To Paperless and beyond

I quite like it when you go into an Apple Store and when you buy something they don’t have to give you pieces of paper. They probably already have your email address because you are a customer of Apple already, but if not you give them your email address and the receipt for your purchase is sent directly to you as an email. It’s not just about being saving trees and the planet but is also much more efficient when you are living a digital life. Let’s face it, these days most of us are living a digital life although it is probably also fair to say that some more so than others. It has been said that the geek shall inherit the earth and the way things are going int he world, then that is probably very true indeed. Many of us are completely connected to our computer devices with our big desktop computers or mobile devices. We can now take documents that we were working with, on one device and easily move to continue working on them on another device without any hassle at all. It only seems to be some teachers now that are insistent on printing as much paper as possible. Maybe teachers aren’t all that clever really and like to stick to the old ways. Actually, I’m just teasing, teachers having to stick to the old ways of paper, is more due to the fact that there are not many schools that have a one to one policy where computers are concerned. I would have loved to have been in a school like the Cedars School in Scotland where all of the pupils do their learning using iPads. Assignments are handed in via email or they could be sent by Dropbox to the teachers shared folder. Information that is given to the students can be given out as computer files and it is not necessary to hang around the photocopier waiting for it to spew out bits of paper. In my experience bits of paper just get lost. Far better to be completely digital.

Paperless and beyond

When you do get bits of paper – What to do?

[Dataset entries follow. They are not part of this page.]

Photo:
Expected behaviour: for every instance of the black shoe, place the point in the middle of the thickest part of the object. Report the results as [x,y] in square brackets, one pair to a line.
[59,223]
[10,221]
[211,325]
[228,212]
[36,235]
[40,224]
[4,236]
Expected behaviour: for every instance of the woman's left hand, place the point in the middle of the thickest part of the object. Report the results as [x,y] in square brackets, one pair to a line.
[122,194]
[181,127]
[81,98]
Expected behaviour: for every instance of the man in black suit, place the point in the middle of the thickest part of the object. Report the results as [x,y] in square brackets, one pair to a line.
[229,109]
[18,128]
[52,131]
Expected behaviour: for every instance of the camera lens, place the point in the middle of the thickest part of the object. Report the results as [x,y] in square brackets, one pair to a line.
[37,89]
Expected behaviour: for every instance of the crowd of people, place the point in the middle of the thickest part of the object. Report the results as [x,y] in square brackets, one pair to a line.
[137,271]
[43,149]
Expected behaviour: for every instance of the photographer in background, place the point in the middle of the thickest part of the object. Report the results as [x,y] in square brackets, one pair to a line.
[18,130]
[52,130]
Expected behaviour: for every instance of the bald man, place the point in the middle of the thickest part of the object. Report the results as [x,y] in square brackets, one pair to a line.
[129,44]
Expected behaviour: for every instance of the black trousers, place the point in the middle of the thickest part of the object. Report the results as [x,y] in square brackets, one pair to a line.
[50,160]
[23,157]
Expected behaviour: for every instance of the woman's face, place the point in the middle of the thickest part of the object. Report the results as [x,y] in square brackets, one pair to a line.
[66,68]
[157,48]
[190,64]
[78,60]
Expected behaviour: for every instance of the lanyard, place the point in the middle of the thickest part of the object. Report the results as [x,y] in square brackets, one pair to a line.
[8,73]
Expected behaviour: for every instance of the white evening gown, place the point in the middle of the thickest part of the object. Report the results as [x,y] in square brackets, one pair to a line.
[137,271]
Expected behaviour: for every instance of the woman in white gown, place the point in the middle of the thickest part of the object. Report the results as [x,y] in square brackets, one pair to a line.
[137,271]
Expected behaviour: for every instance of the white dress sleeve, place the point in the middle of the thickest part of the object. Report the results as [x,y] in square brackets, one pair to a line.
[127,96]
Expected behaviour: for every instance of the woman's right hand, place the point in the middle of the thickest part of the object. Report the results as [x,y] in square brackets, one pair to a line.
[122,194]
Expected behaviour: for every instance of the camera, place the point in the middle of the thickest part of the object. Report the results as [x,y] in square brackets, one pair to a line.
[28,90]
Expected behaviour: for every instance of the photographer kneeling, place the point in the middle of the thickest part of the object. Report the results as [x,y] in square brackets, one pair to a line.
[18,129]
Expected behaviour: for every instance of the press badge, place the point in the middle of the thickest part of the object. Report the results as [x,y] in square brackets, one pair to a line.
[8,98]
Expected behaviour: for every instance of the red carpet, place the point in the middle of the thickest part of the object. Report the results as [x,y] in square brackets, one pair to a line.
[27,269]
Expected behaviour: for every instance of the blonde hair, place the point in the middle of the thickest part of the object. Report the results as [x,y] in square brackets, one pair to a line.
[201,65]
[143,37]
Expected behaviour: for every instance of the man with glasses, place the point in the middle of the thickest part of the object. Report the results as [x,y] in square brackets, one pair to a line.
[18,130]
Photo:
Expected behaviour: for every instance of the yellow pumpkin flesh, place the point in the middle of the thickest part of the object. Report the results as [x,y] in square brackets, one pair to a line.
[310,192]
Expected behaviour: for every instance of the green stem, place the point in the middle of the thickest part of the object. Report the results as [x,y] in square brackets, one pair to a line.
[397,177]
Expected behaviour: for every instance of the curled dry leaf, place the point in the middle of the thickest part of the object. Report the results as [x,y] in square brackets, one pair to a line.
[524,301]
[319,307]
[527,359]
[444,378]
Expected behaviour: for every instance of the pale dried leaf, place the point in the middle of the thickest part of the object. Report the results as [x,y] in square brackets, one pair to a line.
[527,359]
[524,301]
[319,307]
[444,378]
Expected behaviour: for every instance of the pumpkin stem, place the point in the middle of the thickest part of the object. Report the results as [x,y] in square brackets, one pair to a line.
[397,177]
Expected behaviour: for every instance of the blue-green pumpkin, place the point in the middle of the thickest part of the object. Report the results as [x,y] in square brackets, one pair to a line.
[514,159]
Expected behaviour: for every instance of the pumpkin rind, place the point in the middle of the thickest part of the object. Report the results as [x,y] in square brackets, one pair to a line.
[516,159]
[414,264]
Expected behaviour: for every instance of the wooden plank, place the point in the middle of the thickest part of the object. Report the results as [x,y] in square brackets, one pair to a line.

There are still plenty of occasions when we do get given bits of paper and what we need to do then, is to get them into our digital storage facilities. What you can do is to get yourself a desktop scanner and you can go for either the expensive ones by Fujitsu or I have seen a scanner which is much cheaper and does pretty much the same job. There again, what you can do is to use your mobile device and to photograph the document using applications like Cam Scanner for Android and also for iOS and there is also Scanner Pro for iOS which is very good. It is quick and easy to take a picture of your piece of paper, all you have to do is to make sure that you have some decent lighting and keep it as flat as possible. The software deals with cropping the photo to the edges of the document and de-skewing if necessary. When it is saved you can then have it saved into a Dropbox folder. When it gets into the dropbox folder, this is where it starts to get interesting and I have set up some automation on my Mac to take scans that I have made and to put them into certain places. It is also possible to automate it so that some documents of a specified type gets sent to an application like PDFpen Pro so that they can be dealt with by OCR, optical character recognition. This makes the documents that you have scanned completely searchable within your file system. You don’t need to do this with all documents, as what you do with the automation is to have it so that there is a naming convention that is used to identify files and as part of that auto system, will get automatically tagged and put into the proper place for that document. Scanner Pro is an excellent application that is very useful.

Will you go paperless now that you know how easy it is?